On Fri, Mar 17 2023, Carlos López <clopez@suse.de> wrote:

> When a virtqueue size is changed by the guest via
> virtio_queue_set_num(), its region cache is not automatically updated.
> If the size was increased, this could lead to accessing the cache out
> of bounds.
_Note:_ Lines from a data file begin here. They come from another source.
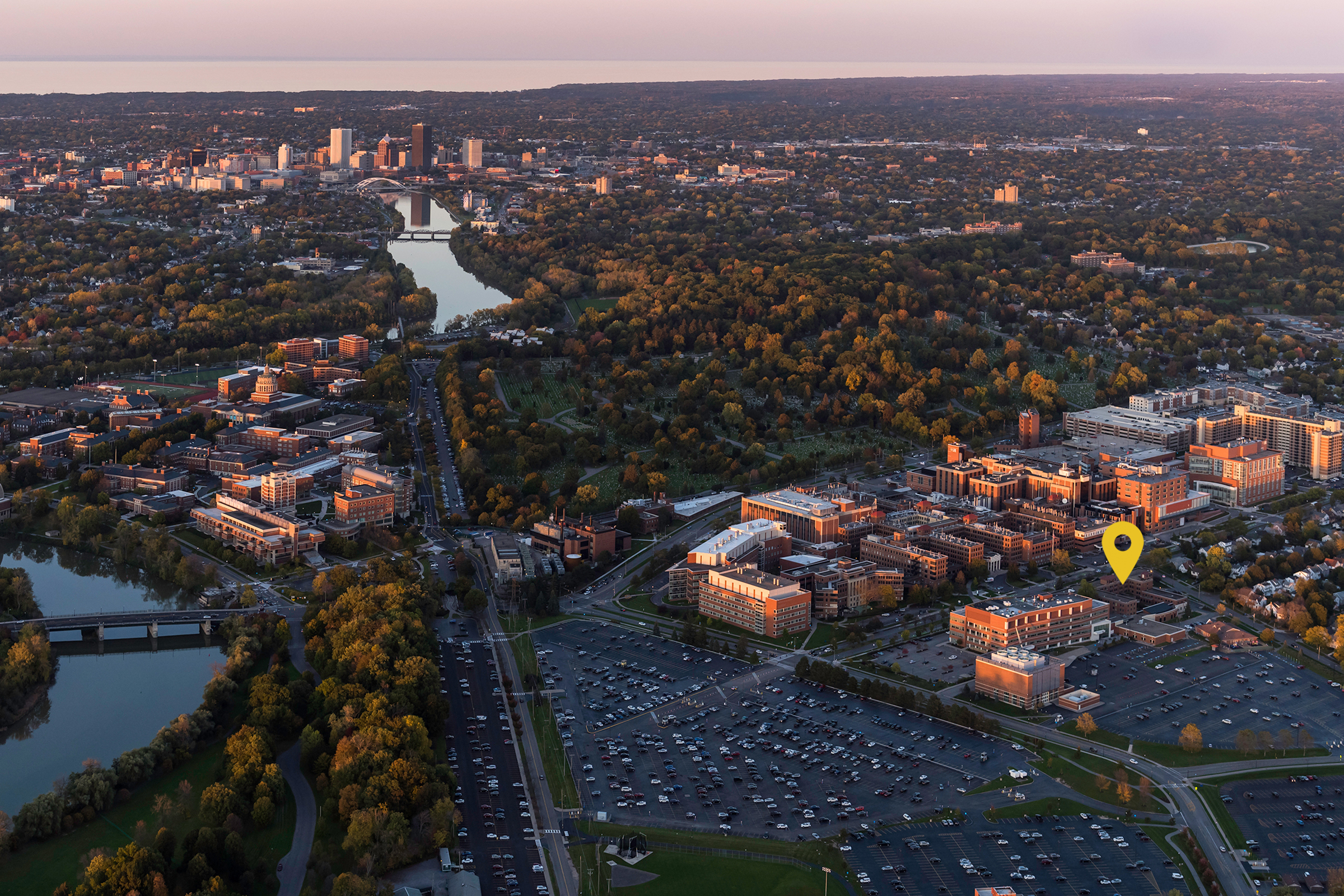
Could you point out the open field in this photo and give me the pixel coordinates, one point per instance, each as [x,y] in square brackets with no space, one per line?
[171,393]
[679,874]
[42,867]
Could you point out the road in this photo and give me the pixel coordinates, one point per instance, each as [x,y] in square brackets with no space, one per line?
[1178,782]
[561,874]
[293,867]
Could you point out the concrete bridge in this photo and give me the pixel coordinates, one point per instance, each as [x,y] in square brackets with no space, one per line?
[163,644]
[96,624]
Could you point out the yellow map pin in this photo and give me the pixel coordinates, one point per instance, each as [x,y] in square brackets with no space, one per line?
[1123,562]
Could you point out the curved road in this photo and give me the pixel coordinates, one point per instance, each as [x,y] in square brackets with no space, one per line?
[293,867]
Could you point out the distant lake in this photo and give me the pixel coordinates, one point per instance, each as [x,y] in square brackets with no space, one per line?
[92,77]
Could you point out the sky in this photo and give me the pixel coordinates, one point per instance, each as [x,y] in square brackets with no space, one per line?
[971,35]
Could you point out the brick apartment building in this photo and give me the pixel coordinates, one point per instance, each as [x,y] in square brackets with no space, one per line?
[1238,473]
[153,480]
[269,536]
[274,440]
[756,601]
[1040,622]
[354,348]
[1020,678]
[365,506]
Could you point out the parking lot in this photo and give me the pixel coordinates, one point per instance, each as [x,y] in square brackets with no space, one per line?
[932,659]
[1298,825]
[1056,856]
[1152,695]
[496,834]
[745,747]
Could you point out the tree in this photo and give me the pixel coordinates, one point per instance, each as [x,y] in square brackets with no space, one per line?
[475,601]
[585,496]
[1316,638]
[1086,725]
[264,812]
[217,802]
For example, in vring_get_used_event():
>
>     static inline uint16_t vring_get_used_event(VirtQueue *vq)
>     {
>         return vring_avail_ring(vq, vq->vring.num);
>     }
>
>     static inline uint16_t vring_avail_ring(VirtQueue *vq, int i)
>     {
>         VRingMemoryRegionCaches *caches = vring_get_region_caches(vq);
>         hwaddr pa = offsetof(VRingAvail, ring[i]);
>
>         if (!caches) {
>             return 0;
>         }
>
>         return virtio_lduw_phys_cached(vq->vdev, &caches->avail, pa);
>     }
>
> vq->vring.num will be greater than caches->avail.len, which will
> trigger a failed assertion down the call path of
> virtio_lduw_phys_cached().
>
> Fix this by calling virtio_init_region_cache() after
> virtio_queue_set_num() if we are not already calling
> virtio_queue_set_rings(). In the legacy path this is already done by
> virtio_queue_update_rings().
>
> Signed-off-by: Carlos López <clopez@suse.de>
> ---
> v2: use virtio_init_region_cache() instead of
> virtio_queue_update_rings() in the path for modern devices.
>
>  hw/s390x/virtio-ccw.c      | 1 +
>  hw/virtio/virtio-mmio.c    | 1 +
>  hw/virtio/virtio-pci.c     | 1 +
>  hw/virtio/virtio.c         | 2 +-
>  include/hw/virtio/virtio.h | 1 +
>  5 files changed, 5 insertions(+), 1 deletion(-)
>

Reviewed-by: Cornelia Huck <cohuck@redhat.com>

We can always do any ccw reshuffling on top.